Comment by AnIdiotOnTheNet
4 years ago
> (whereas we know that the strength of open source is its auditability, thus such bugs are quickly discovered and fixed afterwards)
Which is why there have never been multi-year critical security vulnerabilities in FOSS software.... right?
Sarcasm aside, because of how FOSS software is packaged on Linux we've seen critical security bugs introduced by package maintainers into software that didn't have them!
You need to compare what happens with vulnerabilities in OSS vs in proprietary.
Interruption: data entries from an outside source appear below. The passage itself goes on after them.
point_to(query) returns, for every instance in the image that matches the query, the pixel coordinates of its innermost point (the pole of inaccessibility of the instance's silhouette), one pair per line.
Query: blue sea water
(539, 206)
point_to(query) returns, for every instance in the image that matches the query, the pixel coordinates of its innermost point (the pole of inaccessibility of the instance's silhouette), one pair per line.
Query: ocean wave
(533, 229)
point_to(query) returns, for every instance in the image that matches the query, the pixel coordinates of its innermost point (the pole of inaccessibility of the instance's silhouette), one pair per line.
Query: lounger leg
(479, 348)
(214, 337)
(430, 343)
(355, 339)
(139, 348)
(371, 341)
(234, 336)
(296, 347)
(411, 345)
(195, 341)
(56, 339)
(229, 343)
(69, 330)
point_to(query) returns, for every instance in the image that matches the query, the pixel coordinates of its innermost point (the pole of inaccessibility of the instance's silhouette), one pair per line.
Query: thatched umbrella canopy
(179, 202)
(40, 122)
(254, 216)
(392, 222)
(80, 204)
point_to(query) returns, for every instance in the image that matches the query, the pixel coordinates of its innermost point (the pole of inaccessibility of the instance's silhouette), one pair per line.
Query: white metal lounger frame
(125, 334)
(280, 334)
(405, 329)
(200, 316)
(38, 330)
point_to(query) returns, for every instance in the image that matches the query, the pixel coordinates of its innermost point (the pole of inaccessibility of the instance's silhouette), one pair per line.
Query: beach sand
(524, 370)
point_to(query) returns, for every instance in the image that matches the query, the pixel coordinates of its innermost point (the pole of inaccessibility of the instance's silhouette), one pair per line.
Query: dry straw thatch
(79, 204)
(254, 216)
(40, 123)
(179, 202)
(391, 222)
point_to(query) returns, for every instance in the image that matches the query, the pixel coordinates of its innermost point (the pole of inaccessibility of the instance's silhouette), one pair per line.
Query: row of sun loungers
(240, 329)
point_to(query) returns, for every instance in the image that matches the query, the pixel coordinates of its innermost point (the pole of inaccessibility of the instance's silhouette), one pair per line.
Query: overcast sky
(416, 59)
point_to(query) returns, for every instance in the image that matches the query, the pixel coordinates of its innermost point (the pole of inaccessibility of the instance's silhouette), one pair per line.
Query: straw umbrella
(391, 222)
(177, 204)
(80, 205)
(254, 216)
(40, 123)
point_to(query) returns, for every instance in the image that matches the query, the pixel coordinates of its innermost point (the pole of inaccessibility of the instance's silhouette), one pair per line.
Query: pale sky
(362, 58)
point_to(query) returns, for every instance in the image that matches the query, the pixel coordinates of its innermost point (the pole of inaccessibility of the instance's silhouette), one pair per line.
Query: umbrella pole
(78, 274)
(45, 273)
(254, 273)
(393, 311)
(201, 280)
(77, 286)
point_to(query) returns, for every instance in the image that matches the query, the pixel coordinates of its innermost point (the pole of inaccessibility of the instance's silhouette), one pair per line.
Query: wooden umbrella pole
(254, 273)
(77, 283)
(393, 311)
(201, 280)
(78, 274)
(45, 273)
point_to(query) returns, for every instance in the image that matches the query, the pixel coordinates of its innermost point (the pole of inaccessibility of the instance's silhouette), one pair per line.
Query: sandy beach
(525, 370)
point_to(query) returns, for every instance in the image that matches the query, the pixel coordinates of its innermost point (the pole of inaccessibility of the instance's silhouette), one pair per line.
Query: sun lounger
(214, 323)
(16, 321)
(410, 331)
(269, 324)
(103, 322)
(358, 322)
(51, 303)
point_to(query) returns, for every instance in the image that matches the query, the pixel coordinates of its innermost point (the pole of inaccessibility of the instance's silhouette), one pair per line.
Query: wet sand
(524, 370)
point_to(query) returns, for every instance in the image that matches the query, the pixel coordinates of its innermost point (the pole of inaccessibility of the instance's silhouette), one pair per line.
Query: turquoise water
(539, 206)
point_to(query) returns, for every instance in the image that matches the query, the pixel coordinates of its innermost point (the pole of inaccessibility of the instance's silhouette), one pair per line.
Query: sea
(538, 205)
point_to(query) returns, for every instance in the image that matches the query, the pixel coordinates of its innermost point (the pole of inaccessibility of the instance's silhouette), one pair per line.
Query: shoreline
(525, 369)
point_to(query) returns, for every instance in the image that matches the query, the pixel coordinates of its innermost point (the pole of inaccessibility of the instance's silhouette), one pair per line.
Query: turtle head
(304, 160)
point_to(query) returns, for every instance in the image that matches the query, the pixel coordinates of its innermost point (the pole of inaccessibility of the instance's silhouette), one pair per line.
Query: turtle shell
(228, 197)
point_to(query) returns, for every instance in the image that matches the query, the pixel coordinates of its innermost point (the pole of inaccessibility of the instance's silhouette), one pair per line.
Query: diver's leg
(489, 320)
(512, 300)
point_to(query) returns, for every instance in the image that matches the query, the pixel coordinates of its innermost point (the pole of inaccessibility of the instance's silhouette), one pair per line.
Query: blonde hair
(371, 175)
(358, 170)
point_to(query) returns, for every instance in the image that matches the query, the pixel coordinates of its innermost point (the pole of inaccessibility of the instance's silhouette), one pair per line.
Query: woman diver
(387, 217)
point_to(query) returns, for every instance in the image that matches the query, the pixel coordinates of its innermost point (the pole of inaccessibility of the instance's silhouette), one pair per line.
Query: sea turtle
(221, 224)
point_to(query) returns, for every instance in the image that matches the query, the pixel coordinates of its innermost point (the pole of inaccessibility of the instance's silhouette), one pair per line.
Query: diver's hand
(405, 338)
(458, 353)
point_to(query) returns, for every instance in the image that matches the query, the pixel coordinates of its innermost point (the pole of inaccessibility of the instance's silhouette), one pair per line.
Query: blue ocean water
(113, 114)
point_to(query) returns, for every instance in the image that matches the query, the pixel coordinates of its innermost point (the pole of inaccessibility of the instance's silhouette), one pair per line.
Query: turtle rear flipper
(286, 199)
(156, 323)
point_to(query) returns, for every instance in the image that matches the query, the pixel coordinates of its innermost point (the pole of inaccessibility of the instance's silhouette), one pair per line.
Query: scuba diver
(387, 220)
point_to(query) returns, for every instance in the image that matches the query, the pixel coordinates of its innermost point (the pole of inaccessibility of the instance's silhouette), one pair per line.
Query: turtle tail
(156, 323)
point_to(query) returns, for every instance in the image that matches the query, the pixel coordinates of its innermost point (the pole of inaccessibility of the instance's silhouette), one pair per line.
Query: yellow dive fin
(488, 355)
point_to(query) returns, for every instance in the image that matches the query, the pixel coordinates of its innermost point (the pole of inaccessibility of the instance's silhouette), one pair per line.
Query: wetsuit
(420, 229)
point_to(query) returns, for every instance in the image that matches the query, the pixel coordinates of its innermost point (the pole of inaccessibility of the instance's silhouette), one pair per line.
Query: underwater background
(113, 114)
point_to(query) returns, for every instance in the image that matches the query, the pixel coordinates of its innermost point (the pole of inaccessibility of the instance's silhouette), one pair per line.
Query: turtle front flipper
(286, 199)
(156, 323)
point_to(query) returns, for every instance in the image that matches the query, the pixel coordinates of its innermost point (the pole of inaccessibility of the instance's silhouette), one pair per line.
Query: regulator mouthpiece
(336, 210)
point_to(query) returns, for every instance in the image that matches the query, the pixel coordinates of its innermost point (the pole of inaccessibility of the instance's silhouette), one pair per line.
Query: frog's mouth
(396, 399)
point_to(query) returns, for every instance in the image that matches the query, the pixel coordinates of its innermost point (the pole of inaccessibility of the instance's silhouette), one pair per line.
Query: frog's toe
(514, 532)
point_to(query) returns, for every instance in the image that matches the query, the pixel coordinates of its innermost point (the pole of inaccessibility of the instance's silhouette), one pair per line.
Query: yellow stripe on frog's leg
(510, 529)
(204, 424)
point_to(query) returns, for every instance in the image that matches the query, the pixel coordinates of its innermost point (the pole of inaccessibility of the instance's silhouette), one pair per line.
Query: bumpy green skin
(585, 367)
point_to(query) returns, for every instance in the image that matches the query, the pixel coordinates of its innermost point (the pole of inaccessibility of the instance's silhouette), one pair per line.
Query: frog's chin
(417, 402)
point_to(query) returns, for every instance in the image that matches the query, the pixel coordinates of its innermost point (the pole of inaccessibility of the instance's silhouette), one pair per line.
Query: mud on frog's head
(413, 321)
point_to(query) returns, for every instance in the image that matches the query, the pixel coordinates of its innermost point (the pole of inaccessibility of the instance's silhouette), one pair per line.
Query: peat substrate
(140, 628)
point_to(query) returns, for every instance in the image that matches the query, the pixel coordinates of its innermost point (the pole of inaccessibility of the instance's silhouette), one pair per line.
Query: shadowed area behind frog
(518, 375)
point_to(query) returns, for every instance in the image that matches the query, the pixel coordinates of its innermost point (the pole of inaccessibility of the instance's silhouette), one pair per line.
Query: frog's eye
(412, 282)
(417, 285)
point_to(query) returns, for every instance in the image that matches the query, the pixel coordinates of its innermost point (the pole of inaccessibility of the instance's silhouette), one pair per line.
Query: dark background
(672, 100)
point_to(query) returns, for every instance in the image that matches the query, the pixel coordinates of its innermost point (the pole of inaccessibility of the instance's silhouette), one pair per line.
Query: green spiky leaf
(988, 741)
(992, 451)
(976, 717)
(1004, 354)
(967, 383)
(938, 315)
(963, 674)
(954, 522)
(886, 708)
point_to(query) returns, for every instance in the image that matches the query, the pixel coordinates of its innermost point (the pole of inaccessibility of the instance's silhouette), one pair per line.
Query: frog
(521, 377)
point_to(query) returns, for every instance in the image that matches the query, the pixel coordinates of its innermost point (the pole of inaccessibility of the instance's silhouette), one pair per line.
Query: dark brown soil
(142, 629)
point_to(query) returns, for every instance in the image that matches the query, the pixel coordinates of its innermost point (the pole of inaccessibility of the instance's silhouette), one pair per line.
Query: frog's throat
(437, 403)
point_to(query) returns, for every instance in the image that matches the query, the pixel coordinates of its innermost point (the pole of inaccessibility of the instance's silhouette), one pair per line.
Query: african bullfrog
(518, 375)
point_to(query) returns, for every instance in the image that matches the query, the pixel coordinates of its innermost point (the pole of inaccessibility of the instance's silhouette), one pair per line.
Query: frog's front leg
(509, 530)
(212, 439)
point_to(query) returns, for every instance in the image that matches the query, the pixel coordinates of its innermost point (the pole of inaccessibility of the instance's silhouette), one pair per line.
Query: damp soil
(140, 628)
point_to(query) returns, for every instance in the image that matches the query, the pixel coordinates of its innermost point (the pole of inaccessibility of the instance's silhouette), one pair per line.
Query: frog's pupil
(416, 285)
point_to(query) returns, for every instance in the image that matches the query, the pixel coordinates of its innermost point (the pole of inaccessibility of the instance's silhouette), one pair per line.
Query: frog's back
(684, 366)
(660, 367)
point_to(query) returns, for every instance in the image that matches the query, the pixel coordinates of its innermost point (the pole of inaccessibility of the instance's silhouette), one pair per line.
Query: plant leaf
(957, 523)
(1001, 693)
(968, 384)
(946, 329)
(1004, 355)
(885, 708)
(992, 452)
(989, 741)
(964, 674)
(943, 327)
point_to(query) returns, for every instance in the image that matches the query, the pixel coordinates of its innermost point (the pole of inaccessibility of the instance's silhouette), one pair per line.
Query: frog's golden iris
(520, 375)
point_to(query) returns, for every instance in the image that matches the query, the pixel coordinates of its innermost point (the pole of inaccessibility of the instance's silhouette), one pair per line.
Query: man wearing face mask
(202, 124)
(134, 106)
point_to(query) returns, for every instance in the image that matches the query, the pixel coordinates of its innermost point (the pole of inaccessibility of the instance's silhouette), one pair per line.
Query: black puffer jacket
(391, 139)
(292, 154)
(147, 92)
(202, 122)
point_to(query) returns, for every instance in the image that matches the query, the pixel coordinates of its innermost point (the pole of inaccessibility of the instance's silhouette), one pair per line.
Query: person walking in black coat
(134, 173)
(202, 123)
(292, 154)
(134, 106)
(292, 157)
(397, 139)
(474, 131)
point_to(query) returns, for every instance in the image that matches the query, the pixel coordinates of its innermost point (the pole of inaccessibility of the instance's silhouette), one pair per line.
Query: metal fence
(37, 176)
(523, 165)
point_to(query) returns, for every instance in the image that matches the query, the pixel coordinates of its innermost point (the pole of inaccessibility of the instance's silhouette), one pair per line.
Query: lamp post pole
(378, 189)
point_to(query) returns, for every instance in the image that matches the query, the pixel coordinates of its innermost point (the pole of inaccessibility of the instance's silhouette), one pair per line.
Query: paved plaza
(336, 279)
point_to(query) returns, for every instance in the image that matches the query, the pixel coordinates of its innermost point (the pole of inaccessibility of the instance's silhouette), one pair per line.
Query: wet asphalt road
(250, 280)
A maintainer pakage is just one more open source software (thus also in need of reviews and audits)... which is why some people prefer upstream-source-based distribs, such as Gentoo, Arch when you use git-based AUR packages, or LFS for the hardcore fans.
> You need to compare what happens with vulnerabilities in OSS vs in proprietary.
Yes, you do need to make that comparison. Taking it as a given without analysis is the same as trusting the proprietary software vendors who claim to have robust QA on everything.
Security is hard work and different from normal review. The number of people who hypothetically could do it is much greater than the number who actually do, especially if there isn’t an active effort to support that type of analysis.
I’m not a huge fan of this professor’s research tactic but I would ask what the odds are that, say, an intelligence agency isn’t doing the same thing but with better concealment. Thinking about how to catch that without shutting down open-source contributions seems like an important problem.